Domain-Specific Modeling and Analysis - Vorlesung
16 October 2025, Björn Annighöfer, Andreas Waldvogel
Organization
- Project: maybe start after the second hands-on (20.11.25)
- Groups of max. two people
- 50% of mark
- Short oral exam for other 50%
- Three parts:
- Modeling: create own dsm, purely discrete states
- Transformation: execute state machine and store execution history in model
- Visualization: diagram view of state machine
- Oral Exam:
- questions to project work and general lecture content
- Hands on: set up Eclipse and or Python IDE, see Email from ILS
Intro
A domain-specific problem: IMA configuration: A distributed computing platform for the aircraft systems sharing computer resources among system functions safety.
Challenge: millions of parameters needed putting modules into operation depending on the module type and position.
ILS is working on how to connect different domain specific models and enable collaborative engineering tasks, where the finished product are the verified parameters.

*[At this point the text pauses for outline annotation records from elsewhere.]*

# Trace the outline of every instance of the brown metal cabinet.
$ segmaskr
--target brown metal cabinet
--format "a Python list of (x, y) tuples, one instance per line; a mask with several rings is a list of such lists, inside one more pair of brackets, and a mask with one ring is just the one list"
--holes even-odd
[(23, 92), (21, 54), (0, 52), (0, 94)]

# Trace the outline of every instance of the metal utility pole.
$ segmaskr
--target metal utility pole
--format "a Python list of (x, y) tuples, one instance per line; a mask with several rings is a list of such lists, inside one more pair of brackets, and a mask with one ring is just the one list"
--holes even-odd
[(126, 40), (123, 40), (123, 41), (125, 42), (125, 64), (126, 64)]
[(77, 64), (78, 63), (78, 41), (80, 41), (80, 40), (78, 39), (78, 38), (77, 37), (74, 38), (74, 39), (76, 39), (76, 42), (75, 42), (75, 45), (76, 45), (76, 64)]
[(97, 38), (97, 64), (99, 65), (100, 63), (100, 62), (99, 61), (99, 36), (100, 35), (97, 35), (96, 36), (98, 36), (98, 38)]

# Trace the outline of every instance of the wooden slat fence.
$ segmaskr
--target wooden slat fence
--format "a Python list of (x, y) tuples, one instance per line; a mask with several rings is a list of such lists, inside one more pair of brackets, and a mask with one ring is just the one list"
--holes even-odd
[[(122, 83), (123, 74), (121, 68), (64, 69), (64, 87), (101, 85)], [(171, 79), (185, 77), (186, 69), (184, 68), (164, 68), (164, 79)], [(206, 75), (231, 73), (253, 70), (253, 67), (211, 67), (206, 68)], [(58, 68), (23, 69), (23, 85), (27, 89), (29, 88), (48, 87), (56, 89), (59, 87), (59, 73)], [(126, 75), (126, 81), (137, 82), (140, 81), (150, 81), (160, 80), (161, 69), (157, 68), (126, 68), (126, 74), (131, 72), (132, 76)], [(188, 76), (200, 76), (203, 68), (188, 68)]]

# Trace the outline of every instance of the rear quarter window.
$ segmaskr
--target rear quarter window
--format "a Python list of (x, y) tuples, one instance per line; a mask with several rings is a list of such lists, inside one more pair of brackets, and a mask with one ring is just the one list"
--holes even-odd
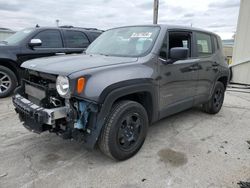
[(68, 48), (86, 48), (89, 45), (87, 36), (81, 31), (65, 31), (66, 45)]
[(195, 36), (195, 45), (198, 57), (212, 55), (213, 47), (211, 35), (205, 33), (196, 33)]

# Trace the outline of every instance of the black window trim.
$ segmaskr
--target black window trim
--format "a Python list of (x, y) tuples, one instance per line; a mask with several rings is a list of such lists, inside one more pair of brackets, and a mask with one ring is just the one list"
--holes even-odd
[(60, 29), (43, 29), (43, 30), (40, 30), (38, 32), (34, 32), (33, 35), (27, 41), (27, 47), (29, 46), (28, 43), (30, 42), (30, 40), (34, 39), (34, 37), (37, 36), (39, 33), (44, 32), (44, 31), (51, 31), (51, 30), (52, 31), (58, 31), (60, 33), (60, 37), (61, 37), (61, 41), (62, 41), (62, 47), (61, 48), (36, 48), (36, 50), (40, 50), (40, 49), (63, 49), (63, 48), (65, 48), (62, 32), (60, 31)]
[(64, 42), (64, 47), (65, 48), (67, 48), (67, 49), (86, 49), (86, 48), (70, 48), (70, 47), (68, 47), (67, 41), (66, 41), (66, 31), (81, 32), (87, 38), (87, 40), (89, 41), (89, 45), (91, 44), (91, 41), (90, 41), (88, 35), (84, 31), (81, 31), (81, 30), (72, 30), (72, 29), (63, 29), (62, 33), (63, 33), (63, 39), (64, 39), (63, 42)]
[(163, 44), (165, 42), (167, 42), (167, 59), (168, 59), (168, 57), (169, 57), (169, 33), (172, 33), (172, 32), (174, 32), (174, 33), (188, 33), (190, 35), (190, 39), (191, 39), (190, 40), (190, 48), (191, 48), (191, 50), (190, 50), (190, 57), (188, 59), (195, 59), (196, 57), (195, 57), (195, 51), (194, 51), (194, 47), (195, 47), (195, 45), (194, 45), (194, 32), (192, 30), (184, 30), (184, 29), (183, 30), (182, 29), (168, 29), (166, 31), (164, 40), (162, 42), (162, 45), (161, 45), (161, 48), (159, 51), (159, 56), (160, 56), (160, 52), (161, 52), (161, 49), (163, 47)]
[[(198, 49), (197, 49), (197, 45), (196, 45), (196, 34), (197, 33), (200, 33), (200, 34), (204, 34), (204, 35), (209, 35), (210, 36), (210, 39), (211, 39), (211, 47), (212, 47), (212, 53), (211, 54), (208, 54), (206, 56), (199, 56), (198, 55)], [(213, 40), (213, 35), (211, 33), (207, 33), (207, 32), (202, 32), (202, 31), (194, 31), (194, 46), (195, 46), (195, 56), (197, 58), (209, 58), (209, 57), (212, 57), (214, 54), (215, 54), (215, 48), (214, 48), (214, 40)]]

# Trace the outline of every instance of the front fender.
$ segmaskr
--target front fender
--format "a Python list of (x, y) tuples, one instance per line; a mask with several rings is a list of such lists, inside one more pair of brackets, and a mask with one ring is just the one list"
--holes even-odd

Goals: efficiency, automation, visualization, ambiguity reduction
Object-oriented thinking
- Model-based: models are used offline to specify, investigate, simulate or improve systems, architecture and behaviour
- Model-driven: models are used online to derive implementations, tests or behaviour - Model is essential for end product
Object-oriented programming
- Object
- real world object representation
- used like variable, contains more information
- Class
- blueprint for creating objects
- Instantiation
- creation of objects from class definitions
- Member variable
- variables that belong to object
- can be basic data types or objects
- Method
- functions that work only for the object type
- affect member variables like local variables
- Inheritance
- often objects have similar properties
- inheritance allows extended reuse of class definitions
- a class can inherit all members of a super class
- Interfaces and Abstract Classes
- class definitions that can not be instantiated
- interface has no implementation
- abstract classes can have implementations
- Polymorphism
- objects can inherit the same interface, but implement it differently
- Dynamic binding
- objects inheriting the same class or interface can be handled equally
- methods behaviour is resolved during run-time
- Overwriting
- already implemented methods or attributes can be overwritten
- Enumeration
- cutomized data types with only a discrete number of options
- setting values other than the specified one is not possible
- Class nesting
- a class definition may hold another local class definition
- "an aircraft has doors but not the other way around."
- Lambda Expressions and Generators
- short form of anonymous function
- function name, and other details can be ommitted
Alarm: self testing questions at the beginning of next lecture!